Saturday, April 11, 2015

Rode hard and put up wet today.

Not sure where to start tonight for a lot has been going on the past few days.  Had some tests done on my stomach to try and find out why I am bleeding.  Twenty-three years ago I beat stomach cancer, so I thought.  My white blood cell count is going through the roof again and it could be a possibility that it is coming back.  I will find out of Monday.  I will also hear from UCLA on what progress is being made on extracting the marrow from the donor.  My breathing at times is so bad I feel as though I am going suffocate.  I spent three days in Chino Valley Hospital and they couldn't find out why I was having breathing problems and chest pains.  My heart is in excellent shape, as are all my interior organs except my spleen, which is greatly enlarged, and now my stomach again.  I swear, I just can't catch a break, but it is what is it is and I will deal with it accordingly.  My body is riddled with pain and seems to be getting worse daily.  I am not posting this so you will feel sorry for me, I am merely keeping those who are interested in my journey in the loop.
I spent twelve hours at my Patty's new home with her mother and my our daughter Brittany.  The first fives hours I weeded the rose garden, made a trip to Walmart with my mother in law to pick up a new patio set, and then spent five hours putting the darn thing together.  She made me a nice chicken dinner and then I limped out to my truck and came home.  Tomorrow I am going back to finish the patio set, do a bit more weeding, and then heading out to the bull pen to help the young cowboys.  Right now I am just laying here watching some old westerns on the cowboy channel and will nod off soon.

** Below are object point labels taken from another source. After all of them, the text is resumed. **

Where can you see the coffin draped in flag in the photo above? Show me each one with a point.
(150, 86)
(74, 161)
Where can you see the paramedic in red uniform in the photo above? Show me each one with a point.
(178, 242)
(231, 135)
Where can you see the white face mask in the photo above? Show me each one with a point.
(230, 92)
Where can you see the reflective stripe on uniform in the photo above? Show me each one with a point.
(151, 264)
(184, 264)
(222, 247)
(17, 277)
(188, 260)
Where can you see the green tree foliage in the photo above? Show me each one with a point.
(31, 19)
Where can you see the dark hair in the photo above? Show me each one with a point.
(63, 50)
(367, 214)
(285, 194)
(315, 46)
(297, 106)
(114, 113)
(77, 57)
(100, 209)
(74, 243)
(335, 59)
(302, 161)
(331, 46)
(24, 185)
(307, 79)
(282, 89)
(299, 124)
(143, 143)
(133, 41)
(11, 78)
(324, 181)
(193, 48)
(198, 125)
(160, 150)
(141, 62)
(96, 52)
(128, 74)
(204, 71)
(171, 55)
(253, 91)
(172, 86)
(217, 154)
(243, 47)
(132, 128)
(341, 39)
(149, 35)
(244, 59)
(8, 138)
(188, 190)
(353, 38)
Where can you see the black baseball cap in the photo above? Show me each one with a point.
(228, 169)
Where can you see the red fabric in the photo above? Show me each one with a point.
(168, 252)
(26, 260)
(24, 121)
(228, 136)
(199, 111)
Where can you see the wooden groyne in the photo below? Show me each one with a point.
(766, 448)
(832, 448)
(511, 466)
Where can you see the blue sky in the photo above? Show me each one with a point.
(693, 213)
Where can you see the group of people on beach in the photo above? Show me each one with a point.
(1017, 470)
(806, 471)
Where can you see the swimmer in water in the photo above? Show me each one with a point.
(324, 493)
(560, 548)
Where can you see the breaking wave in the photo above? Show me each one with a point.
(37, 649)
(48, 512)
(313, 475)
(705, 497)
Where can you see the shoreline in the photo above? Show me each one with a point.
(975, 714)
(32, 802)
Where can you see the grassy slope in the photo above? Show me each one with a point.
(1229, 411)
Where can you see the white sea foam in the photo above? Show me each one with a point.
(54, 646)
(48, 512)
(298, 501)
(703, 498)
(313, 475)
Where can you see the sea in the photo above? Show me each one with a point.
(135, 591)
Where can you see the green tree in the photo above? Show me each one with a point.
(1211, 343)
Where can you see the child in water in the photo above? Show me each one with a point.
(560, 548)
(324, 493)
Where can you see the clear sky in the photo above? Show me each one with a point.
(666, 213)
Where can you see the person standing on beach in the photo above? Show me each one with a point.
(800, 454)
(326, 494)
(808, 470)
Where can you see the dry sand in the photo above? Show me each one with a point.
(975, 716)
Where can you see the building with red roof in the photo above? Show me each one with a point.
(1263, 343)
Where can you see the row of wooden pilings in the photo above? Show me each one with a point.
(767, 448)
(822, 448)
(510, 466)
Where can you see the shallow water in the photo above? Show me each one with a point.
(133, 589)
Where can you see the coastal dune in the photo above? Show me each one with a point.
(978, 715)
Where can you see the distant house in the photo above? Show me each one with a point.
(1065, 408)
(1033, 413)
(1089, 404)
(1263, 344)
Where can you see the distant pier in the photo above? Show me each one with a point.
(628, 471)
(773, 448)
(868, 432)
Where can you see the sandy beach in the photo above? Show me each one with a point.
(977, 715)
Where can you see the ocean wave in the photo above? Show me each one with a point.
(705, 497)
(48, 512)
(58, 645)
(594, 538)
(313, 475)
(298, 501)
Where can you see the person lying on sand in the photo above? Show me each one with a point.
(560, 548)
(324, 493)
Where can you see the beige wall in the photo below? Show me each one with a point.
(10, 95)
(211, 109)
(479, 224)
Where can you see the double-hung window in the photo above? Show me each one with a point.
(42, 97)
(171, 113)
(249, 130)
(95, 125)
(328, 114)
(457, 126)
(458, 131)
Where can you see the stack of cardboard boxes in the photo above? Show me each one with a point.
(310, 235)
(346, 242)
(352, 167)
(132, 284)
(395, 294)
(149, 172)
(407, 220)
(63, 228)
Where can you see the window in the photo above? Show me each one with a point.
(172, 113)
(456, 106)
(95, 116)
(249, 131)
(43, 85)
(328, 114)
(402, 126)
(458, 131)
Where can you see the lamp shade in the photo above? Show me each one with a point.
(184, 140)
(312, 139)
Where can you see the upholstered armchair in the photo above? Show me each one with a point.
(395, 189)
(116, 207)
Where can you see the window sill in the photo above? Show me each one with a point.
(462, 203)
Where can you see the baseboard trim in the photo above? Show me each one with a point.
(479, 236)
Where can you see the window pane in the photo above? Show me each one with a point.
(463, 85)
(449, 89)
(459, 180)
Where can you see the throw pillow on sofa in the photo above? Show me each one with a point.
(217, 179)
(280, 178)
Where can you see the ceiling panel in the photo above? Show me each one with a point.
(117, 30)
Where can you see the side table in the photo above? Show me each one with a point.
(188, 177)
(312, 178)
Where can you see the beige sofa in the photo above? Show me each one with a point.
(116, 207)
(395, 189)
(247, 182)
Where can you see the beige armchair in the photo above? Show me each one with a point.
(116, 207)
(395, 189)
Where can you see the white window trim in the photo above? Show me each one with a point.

I did talk to Patty about what is going on with me because she still cares and we have our daughters in common to think about.  I told her if my stomach cancer has resurfaced and having to deal with leukemia I don't know what I will do.  It's said that God does not give you any more than you can handle and I feel I have handled everything thus far pretty well, but throw this onto the fire and it's a bit more than I care to deal with.  I will just wait until Monday and try not to worry about any of this till then.  I just find it amazing that I took great care of my self for so many years and now everything is going in a 180 degree direction.  Don't know why or what the reason is but I am dying to find out, no pun intended.
May y'all enjoy your weekend and hopefully you're spending time with your families.  Don't take your life or your days for granted.  Don't think it will never happen to you.  Live hard, love often, and take the bull by the horns.  Goodnight.